I wanted to stay a democracy, but the Senate would always over-rule me when I wanted to declare war before the Vikings did. This would delay my attack and render my turn and often my plans useless. (...) Anyway, I was forced to do away with democracy roughly a thousand years ago because it was endangering my empire. But of course the people hate me now and every few years since then, there are massive guerrilla (late game barbarians) uprisings in the heart of my empire that I have to deal with which saps resources from the war effort.

Das Spannende daran ist die Stabilität, die dieses Horrorszenario in Civilization II erreicht hat. Ein Schachmatt der Kräfte, das aus dem Strategiespiel einen Dystopiesimulator gemacht hat, dessen Welt film- oder buchreif erscheint.
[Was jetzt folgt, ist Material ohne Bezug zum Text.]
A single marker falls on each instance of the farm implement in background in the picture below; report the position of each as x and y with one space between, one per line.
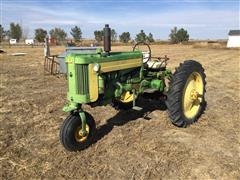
120 78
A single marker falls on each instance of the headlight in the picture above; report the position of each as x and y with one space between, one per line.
96 67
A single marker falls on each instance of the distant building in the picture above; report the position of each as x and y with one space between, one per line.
233 39
13 41
29 41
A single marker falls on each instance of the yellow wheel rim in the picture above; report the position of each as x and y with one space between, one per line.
126 97
192 95
79 137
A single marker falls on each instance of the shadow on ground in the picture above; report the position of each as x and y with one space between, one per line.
125 116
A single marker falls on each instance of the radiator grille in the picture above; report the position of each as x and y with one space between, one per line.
82 84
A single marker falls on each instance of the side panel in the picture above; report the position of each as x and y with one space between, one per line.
119 65
108 67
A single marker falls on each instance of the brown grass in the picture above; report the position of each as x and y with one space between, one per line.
128 146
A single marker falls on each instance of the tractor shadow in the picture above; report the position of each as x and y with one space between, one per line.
125 116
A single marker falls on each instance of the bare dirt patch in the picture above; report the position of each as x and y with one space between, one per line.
128 144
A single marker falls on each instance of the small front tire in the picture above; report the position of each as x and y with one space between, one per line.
70 130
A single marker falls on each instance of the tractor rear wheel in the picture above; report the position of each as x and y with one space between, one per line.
185 97
71 135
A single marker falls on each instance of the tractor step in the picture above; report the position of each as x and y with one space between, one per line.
136 108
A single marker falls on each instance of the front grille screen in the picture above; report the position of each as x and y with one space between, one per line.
82 84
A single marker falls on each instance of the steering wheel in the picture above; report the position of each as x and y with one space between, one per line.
143 47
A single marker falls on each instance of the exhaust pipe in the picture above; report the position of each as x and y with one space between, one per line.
107 39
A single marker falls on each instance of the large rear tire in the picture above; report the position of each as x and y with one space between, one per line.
186 94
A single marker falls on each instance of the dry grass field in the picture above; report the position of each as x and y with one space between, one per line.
128 144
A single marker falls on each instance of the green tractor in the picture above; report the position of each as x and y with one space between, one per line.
121 77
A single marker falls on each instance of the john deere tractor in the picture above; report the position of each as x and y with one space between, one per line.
121 78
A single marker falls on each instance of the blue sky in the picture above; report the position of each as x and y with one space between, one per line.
203 19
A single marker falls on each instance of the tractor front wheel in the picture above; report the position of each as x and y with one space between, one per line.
71 135
186 94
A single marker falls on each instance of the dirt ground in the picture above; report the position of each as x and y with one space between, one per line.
128 144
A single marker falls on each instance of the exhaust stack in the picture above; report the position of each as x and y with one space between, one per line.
107 39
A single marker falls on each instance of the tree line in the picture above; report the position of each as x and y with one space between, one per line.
16 32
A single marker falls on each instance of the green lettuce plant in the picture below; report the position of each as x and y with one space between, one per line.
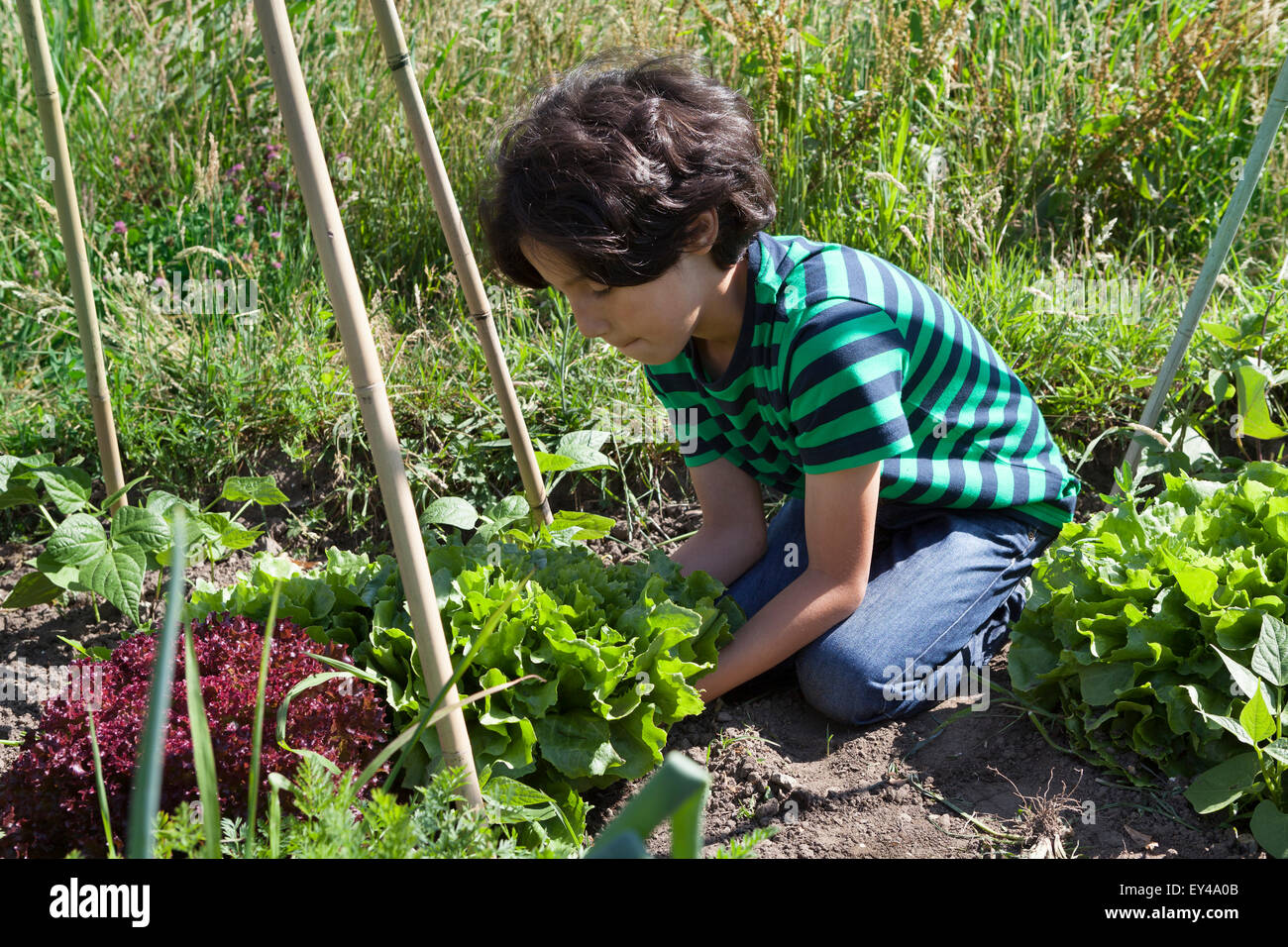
608 655
1154 635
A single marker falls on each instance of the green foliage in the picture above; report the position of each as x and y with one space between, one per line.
334 822
1155 637
82 554
608 656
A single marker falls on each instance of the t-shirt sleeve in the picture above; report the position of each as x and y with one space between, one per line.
844 373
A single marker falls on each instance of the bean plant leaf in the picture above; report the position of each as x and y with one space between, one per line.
13 467
18 495
117 493
1256 718
78 539
62 577
1270 656
553 463
1244 680
1250 384
1225 783
262 489
33 589
117 577
585 526
67 486
1276 750
1270 828
235 536
140 527
161 502
451 510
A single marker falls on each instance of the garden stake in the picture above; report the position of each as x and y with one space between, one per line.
33 21
463 258
1220 249
369 384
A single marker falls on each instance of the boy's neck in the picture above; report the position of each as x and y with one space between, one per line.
720 324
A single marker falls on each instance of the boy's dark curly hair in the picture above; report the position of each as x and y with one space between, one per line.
612 162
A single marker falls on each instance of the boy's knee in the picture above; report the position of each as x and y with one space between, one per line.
845 688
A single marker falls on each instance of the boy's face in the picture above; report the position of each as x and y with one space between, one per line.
651 322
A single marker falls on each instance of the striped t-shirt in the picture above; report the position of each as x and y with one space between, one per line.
845 360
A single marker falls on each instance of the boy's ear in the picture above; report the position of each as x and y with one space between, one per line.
702 232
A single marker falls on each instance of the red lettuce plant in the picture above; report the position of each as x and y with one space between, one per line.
48 799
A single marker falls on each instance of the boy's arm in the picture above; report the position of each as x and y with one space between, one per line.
840 525
732 536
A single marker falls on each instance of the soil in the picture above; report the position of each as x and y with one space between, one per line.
952 783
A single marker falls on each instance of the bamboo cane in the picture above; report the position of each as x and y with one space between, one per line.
369 384
1218 253
463 258
48 105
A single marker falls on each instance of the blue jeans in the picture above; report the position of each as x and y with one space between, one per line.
943 589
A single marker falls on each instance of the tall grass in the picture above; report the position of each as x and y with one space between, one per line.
980 146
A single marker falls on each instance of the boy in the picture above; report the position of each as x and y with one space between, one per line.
923 480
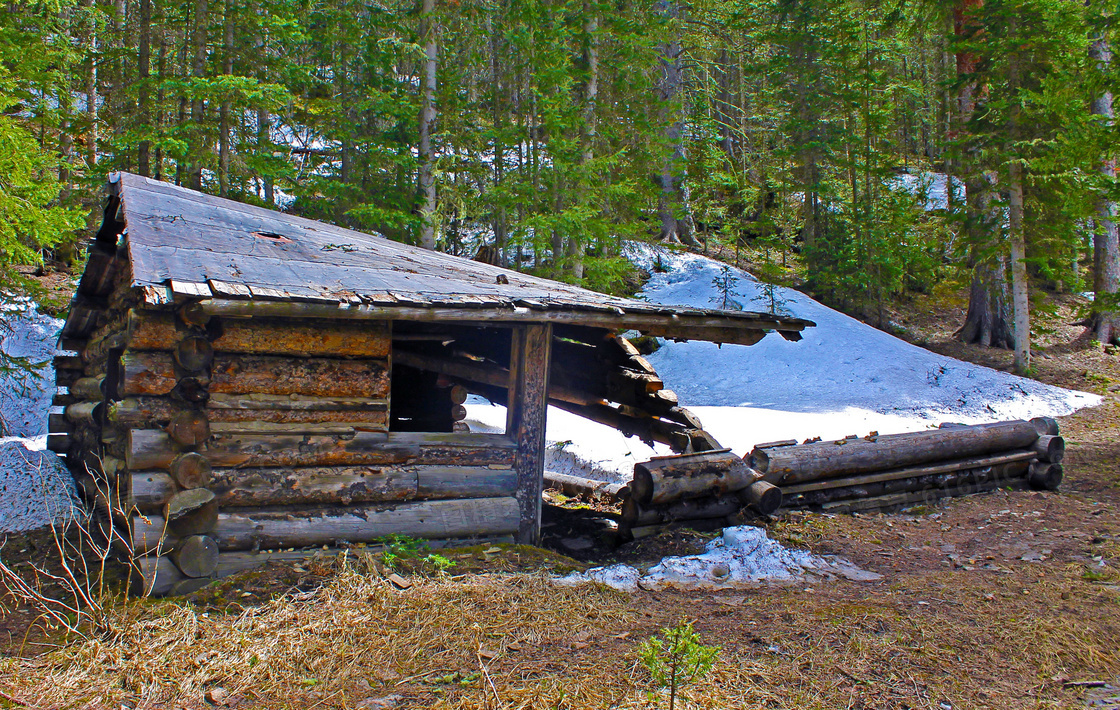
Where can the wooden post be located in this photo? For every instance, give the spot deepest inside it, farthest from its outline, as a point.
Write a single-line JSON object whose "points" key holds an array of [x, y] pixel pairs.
{"points": [[530, 355]]}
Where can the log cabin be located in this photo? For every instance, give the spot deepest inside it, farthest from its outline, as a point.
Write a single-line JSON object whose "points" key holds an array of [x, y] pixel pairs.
{"points": [[244, 381]]}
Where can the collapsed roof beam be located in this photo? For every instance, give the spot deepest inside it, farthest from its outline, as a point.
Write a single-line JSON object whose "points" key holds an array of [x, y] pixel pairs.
{"points": [[738, 329]]}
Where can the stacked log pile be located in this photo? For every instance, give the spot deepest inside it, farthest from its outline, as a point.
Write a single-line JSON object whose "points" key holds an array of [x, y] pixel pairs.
{"points": [[848, 475]]}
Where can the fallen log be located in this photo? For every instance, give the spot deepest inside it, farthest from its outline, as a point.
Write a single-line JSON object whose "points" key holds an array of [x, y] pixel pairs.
{"points": [[901, 501], [245, 530], [1045, 476], [913, 472], [591, 488], [826, 459], [960, 479], [669, 478], [1050, 448]]}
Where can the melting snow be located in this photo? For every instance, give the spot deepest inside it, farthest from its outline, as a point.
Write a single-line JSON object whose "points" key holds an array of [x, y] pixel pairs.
{"points": [[843, 377], [743, 557]]}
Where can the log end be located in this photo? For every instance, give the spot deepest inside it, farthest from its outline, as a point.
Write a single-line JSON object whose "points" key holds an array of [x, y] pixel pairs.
{"points": [[764, 497], [1045, 476]]}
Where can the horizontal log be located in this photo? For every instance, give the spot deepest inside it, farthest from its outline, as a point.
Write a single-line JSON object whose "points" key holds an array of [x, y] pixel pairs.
{"points": [[636, 515], [957, 479], [1050, 448], [155, 373], [763, 497], [664, 479], [162, 578], [745, 328], [901, 501], [151, 412], [591, 488], [1045, 476], [912, 472], [244, 530], [148, 448], [86, 413], [151, 330], [826, 459], [267, 487], [89, 389]]}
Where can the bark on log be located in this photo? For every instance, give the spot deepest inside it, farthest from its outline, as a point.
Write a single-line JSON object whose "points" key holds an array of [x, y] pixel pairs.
{"points": [[763, 497], [263, 487], [196, 556], [961, 480], [189, 470], [149, 330], [901, 501], [190, 513], [189, 428], [154, 373], [91, 389], [664, 479], [1045, 476], [913, 472], [151, 412], [86, 413], [576, 485], [1048, 448], [148, 448], [245, 530], [194, 353], [826, 459]]}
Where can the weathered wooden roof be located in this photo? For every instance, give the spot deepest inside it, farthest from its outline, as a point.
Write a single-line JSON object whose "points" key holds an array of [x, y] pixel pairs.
{"points": [[239, 259]]}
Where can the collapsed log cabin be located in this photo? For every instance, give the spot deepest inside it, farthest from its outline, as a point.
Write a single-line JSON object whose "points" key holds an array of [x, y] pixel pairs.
{"points": [[245, 381]]}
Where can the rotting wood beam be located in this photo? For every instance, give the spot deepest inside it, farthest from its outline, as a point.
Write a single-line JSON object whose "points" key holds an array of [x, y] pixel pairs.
{"points": [[740, 328], [529, 389]]}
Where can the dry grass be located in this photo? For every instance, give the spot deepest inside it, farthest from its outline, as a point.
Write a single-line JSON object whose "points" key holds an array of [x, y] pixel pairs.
{"points": [[518, 641]]}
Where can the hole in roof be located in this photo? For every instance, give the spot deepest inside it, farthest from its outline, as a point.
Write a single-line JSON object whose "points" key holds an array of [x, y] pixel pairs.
{"points": [[271, 236]]}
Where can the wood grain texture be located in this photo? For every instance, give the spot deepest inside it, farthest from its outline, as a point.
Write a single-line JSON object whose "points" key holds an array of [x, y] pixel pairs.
{"points": [[529, 398], [245, 530], [267, 336], [148, 448]]}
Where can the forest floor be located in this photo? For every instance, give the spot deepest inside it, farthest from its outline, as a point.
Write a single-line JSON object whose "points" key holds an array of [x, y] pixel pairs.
{"points": [[996, 600]]}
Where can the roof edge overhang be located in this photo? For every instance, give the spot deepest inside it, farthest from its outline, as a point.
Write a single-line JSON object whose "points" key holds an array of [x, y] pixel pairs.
{"points": [[747, 329]]}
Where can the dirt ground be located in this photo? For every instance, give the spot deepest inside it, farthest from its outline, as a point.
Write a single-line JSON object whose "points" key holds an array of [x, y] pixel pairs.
{"points": [[995, 600]]}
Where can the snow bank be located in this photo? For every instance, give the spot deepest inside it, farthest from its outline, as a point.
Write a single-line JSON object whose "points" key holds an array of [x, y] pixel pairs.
{"points": [[743, 557], [36, 489], [843, 377], [25, 396]]}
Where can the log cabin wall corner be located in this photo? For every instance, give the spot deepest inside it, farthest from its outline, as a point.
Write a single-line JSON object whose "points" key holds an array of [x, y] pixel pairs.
{"points": [[245, 383]]}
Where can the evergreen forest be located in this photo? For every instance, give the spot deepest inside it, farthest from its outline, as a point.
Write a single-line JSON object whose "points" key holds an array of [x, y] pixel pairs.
{"points": [[546, 134]]}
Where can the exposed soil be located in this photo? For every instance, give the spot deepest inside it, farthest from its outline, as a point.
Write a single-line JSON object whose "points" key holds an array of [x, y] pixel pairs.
{"points": [[994, 600]]}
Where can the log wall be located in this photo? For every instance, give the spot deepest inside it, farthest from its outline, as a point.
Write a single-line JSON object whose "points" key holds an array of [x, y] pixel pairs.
{"points": [[218, 436]]}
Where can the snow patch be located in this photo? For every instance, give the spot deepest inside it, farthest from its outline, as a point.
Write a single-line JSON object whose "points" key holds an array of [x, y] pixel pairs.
{"points": [[25, 395], [743, 557], [36, 488]]}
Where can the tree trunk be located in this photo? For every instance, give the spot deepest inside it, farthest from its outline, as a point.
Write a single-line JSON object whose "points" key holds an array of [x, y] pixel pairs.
{"points": [[987, 320], [1019, 298], [427, 121], [91, 86], [197, 106], [143, 61], [673, 207], [1106, 320], [224, 138]]}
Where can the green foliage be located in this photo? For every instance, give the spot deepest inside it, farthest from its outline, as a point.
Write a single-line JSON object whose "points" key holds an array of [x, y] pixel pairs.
{"points": [[677, 659]]}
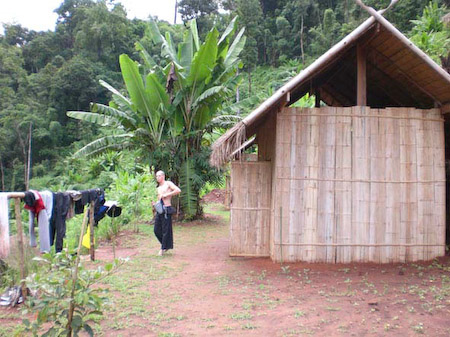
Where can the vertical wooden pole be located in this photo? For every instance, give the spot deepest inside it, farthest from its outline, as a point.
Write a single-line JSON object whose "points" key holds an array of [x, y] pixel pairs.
{"points": [[281, 235], [317, 96], [20, 243], [91, 229], [75, 277], [361, 99]]}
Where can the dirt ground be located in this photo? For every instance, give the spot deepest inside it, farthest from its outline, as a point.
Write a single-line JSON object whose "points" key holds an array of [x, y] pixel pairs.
{"points": [[198, 290]]}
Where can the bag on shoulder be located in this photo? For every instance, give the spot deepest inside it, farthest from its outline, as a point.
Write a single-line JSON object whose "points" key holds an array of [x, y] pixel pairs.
{"points": [[169, 210], [159, 207]]}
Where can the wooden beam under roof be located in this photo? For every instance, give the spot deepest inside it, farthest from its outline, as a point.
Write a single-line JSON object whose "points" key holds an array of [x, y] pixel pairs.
{"points": [[361, 74], [375, 54]]}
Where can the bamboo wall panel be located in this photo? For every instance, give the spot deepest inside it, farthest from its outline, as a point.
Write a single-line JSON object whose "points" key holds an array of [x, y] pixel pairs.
{"points": [[358, 185], [251, 186]]}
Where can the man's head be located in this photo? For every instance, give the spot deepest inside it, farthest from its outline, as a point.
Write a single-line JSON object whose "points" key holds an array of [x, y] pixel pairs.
{"points": [[160, 177]]}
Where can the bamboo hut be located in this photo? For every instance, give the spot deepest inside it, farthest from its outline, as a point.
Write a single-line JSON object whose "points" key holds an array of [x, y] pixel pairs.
{"points": [[359, 178]]}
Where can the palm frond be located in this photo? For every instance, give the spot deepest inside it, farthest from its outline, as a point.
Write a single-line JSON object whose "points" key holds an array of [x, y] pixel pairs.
{"points": [[93, 117], [188, 196], [115, 142], [125, 118]]}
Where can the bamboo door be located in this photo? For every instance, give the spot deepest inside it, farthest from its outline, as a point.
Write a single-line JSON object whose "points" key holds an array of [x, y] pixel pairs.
{"points": [[251, 192]]}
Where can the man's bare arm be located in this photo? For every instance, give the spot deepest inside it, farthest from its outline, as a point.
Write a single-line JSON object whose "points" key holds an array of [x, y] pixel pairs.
{"points": [[174, 190]]}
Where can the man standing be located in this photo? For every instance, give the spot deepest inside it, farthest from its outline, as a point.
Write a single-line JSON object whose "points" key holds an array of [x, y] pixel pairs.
{"points": [[163, 222]]}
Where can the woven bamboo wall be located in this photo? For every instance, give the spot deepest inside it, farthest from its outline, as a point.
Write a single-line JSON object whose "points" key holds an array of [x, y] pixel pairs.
{"points": [[359, 184], [251, 186]]}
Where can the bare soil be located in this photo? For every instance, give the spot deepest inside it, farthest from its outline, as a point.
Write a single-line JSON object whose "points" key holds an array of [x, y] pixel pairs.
{"points": [[198, 290], [216, 196]]}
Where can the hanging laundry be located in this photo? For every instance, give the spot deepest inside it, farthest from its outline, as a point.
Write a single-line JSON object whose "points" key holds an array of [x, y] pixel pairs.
{"points": [[74, 196], [4, 226], [37, 210], [61, 207], [87, 196], [86, 242]]}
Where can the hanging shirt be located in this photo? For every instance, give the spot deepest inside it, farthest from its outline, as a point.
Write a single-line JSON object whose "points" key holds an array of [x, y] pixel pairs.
{"points": [[4, 226], [34, 202], [38, 210]]}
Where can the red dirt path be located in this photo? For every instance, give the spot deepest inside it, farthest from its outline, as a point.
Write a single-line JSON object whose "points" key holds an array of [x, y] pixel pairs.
{"points": [[198, 290]]}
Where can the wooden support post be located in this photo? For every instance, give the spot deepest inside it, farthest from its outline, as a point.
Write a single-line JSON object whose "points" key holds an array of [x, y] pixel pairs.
{"points": [[91, 229], [361, 66], [445, 109], [75, 276], [20, 244]]}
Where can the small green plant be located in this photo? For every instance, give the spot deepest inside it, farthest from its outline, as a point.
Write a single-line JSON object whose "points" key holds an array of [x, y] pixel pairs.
{"points": [[56, 293], [299, 313], [418, 328], [239, 316]]}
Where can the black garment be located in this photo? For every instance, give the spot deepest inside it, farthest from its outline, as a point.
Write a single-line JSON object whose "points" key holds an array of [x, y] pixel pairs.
{"points": [[163, 230], [61, 205], [95, 194]]}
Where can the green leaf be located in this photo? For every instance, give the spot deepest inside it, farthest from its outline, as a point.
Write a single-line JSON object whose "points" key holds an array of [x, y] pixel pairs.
{"points": [[208, 93], [235, 49], [91, 117], [103, 144], [186, 51], [116, 92], [154, 32], [203, 116], [126, 120], [108, 267], [204, 60], [88, 329], [156, 93], [135, 86], [149, 61], [77, 322], [229, 30], [188, 195]]}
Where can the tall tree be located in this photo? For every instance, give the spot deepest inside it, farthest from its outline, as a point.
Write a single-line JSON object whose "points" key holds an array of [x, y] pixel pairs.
{"points": [[170, 108]]}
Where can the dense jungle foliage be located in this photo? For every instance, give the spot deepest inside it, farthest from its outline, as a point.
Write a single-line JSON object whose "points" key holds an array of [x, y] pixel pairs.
{"points": [[43, 75]]}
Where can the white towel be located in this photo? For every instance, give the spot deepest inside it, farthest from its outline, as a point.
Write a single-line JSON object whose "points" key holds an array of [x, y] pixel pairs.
{"points": [[4, 225], [43, 223]]}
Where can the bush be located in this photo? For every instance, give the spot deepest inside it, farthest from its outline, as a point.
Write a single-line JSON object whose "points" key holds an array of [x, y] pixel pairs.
{"points": [[55, 290]]}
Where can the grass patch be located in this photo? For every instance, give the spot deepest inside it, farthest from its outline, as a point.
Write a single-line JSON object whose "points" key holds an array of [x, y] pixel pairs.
{"points": [[240, 316]]}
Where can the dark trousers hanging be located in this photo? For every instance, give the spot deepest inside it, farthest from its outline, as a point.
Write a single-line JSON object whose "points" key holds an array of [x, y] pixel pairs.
{"points": [[163, 230], [61, 204]]}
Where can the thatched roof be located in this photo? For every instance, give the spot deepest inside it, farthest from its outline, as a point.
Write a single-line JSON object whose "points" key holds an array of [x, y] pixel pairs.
{"points": [[398, 74], [446, 18]]}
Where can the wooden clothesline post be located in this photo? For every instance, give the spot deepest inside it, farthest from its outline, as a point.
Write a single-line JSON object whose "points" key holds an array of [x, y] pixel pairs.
{"points": [[91, 229], [17, 196], [21, 247]]}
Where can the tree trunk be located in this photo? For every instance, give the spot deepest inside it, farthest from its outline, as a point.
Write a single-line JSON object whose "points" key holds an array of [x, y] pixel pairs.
{"points": [[301, 42], [238, 95], [3, 174], [24, 154], [27, 185], [249, 81]]}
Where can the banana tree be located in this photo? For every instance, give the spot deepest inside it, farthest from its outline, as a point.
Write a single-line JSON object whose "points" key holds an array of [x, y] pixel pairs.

Ein derartiges Eigenleben hat sich das Team vom Entwickler Microprose 1996 vermutlich nicht vorgestellt - denn da erschien der altehrwürdige Spieleklassiker. Mal davon abgesehen, dass moderne Titel keiner so lange spielen wird: was würde mancher Publisher dafür geben, so einen Zeitraum als Spieldauer angeben zu können?

Jetzt will Lycerius Frieden schließen und die Ingenieure endlich statt dem Bau von Kriegsstraßen Aufbauarbeit verrichten lassen. Er weiß nur nicht wie. Die Reddit-User jedenfalls haben schon einen eigenen Thread eingerichtet, um den Ewigen Krieg zu beenden. Crowdgesourctes Weltretten, sozusagen. Und einige scheinen auf einem guten Weg.

An Ratschlägen wie "ändere dein Regime zu Fundamentalismus und bombe die Gegner dann gleichzeitig weg" sollte sich die echte UN aber bitte kein Beispiel nehmen.


Gefunden via The Atlantic Wire, aber die britische Variante der Huffington Post hat auch nette Texte dazu.